Ne mutlu ki, Davran-Ersoy ikilisi oyunu sahneye hazırlarlarken, bu işin tiyatro yanını hiç mi hiç savsaklamamış. Bale-tiyatro ilişkilendirilmesinde tam da Metin And’ın “tiyatro dansı” tanımına uygunluk sağlanmış. Hani Usta: “… XVIII. yüzyılın ortalarında bale ilk kez operadan koptu ve bağımsız bir tiyatro sanatı oldu,” diyor ya! İşte tam da öyle! “Ballet d’action” kusursuz. “V. Murad”a, yazılı metne gerek kalmadan kendi başına bir öyküyü anlatabilme gücü sağlanmış. Büyük Koreograf Salvatore Vigano’nun, romantik bale döneminin eşiğinde “dramatik anlatım” diye tutturmasının boşuna olmadığı, “V. Murad”da G. Armağan Davran ve A. Volkan Ersoy tarafından kanıtlanmış.
Teatral Koreografide Başarı
Malumdur Vigano, 1801’de Viyana’da oynanan ve müziğini Beethoven’in yazdığı “Prometheus’un Yaratıkları” balesinden başlayarak tüm koreografilerinde, müziğe çok iyi uyan tavırlar ve yüz anlatımı yoluyla olayların akışının canlandırılması ilkesini getirmiş ya! Davran-Ersoy ikilisi de ne yalan söyleyeyim teatral koreografide başarıya ulaşmış. Koreograf-besteci-libretto yazarı üçgeninin bu somut gösterisi, yavaşlık ve devamlılık içinde sergilenme açısından bir ustalık gösterisi halini almış.
Dansçılar
Dansçılara gelince söylenecek olan şu ki, “V. Murad”ı canlandırmak hiç de kolay bir iş değil!

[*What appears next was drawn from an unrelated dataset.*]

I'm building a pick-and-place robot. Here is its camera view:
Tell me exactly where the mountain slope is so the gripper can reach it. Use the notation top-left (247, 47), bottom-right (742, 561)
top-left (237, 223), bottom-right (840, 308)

“Kolay” ne kelime, tam bir bıçak sırtı…
Cankat Özer, dansçı olarak dengenin merkez noktasını, denge düzeninin bozulup yerine gelmesini pek güzel sağlamış. Dansının akıcı olması için gerekli teknik kuralları iyi bildiğini ortaya çıkarmış. Burak Kayıhan, Hayali V. Murad’ın hareket çizgisini duruş ve adımlarda çok iyi yakalamış. Reftaridil Kadın Efendi’de, Sanem Ergüler’in dingin ve bakışımlı bir hareket için denge kuralına uyabilmesi; ayak ve kol hareketlerinin bitişlerdeki zamandaşlıkları özel alkışa hak kazanmış. Eleron Mevhibe Kadın Efendi’de Almula Ersoy, Hadice Sultan’da Selin Sezer danslarıyla olduğu kadar mimikleriyle ve “pas”larıyla oyuna uyum sağlamış.

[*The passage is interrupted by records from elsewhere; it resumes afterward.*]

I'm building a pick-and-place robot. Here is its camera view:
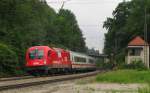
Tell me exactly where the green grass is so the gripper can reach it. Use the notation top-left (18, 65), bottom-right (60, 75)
top-left (96, 70), bottom-right (150, 84)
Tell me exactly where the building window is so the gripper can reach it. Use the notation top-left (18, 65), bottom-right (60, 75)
top-left (130, 49), bottom-right (142, 56)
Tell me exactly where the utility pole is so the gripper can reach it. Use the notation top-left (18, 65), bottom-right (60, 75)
top-left (144, 6), bottom-right (149, 68)
top-left (60, 0), bottom-right (70, 10)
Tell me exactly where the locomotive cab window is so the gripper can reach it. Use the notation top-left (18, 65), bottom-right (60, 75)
top-left (29, 49), bottom-right (44, 59)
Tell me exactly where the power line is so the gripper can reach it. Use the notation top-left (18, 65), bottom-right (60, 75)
top-left (47, 1), bottom-right (122, 5)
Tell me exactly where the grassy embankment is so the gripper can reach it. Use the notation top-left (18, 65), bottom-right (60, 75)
top-left (96, 70), bottom-right (150, 93)
top-left (96, 70), bottom-right (150, 83)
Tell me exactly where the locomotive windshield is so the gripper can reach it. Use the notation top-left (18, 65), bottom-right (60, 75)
top-left (29, 49), bottom-right (44, 59)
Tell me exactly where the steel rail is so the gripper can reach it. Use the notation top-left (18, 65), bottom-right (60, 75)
top-left (0, 71), bottom-right (101, 91)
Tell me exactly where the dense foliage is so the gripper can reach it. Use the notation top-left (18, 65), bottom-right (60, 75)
top-left (103, 0), bottom-right (150, 62)
top-left (0, 0), bottom-right (86, 75)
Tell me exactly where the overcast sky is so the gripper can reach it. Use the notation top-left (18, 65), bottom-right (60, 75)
top-left (46, 0), bottom-right (123, 53)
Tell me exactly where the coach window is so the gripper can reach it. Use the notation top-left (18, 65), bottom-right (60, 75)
top-left (37, 50), bottom-right (44, 59)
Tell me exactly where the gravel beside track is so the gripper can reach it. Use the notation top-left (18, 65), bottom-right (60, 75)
top-left (0, 76), bottom-right (33, 82)
top-left (0, 71), bottom-right (103, 91)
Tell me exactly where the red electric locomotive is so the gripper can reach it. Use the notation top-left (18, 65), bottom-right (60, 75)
top-left (26, 46), bottom-right (96, 75)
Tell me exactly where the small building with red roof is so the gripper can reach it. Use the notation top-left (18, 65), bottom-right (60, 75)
top-left (126, 36), bottom-right (149, 68)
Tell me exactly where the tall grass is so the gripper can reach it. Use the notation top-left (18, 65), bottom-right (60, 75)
top-left (96, 70), bottom-right (150, 84)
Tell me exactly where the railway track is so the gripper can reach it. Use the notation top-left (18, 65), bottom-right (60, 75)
top-left (0, 71), bottom-right (104, 91)
top-left (0, 76), bottom-right (33, 82)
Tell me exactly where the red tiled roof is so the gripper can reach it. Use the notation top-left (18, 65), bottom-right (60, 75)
top-left (128, 36), bottom-right (148, 46)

Olabildiğince Temiz Dans Tekniği
2. Perde 3 Tablo’daki dervişlerin şiirsel dansları koreografların elinde usta işi kotarılmış. Geçit ya da hazırlık adımlarının önemli ve gösterişli adımlarla bağlanması, bu bağlanmalara kayıcı-sıçramalı adımların fevkalade başarıyla oturtulması; “arabesque”ler, dansçının önden görünüşlü attitude’ünden ayrı olarak yan görünüşü ile değerlendirilmesi başarıya katkı sağlamış. Fehime Sultan’da Mine Örsçekiç, Fatma Sultan’da Sanem Subaygil olabildiğince temiz dans teknikleriyle bedenlerini etkileyici kılmış. Diana ve Apollon karakterlerinde Arzu Kıran-Olıver Spence’in “Brisé”leri, “pirouette”leri, “demi-pointe”leri baleseverler için bir ziyafet niteliği kazanmış. Pulcinella Dansı’nda Özge Al, Aslıhan Baysak, Kadir Okurer, Cem Şenoğlu; Vals’de Müge Göktan, Ezgi Korkmaz, Emre Güler, Eren Keleş gözden ırak tutulmaması gerekenler arasında adları ilk sıralarda yer alanlar olmaya hak kazanmış.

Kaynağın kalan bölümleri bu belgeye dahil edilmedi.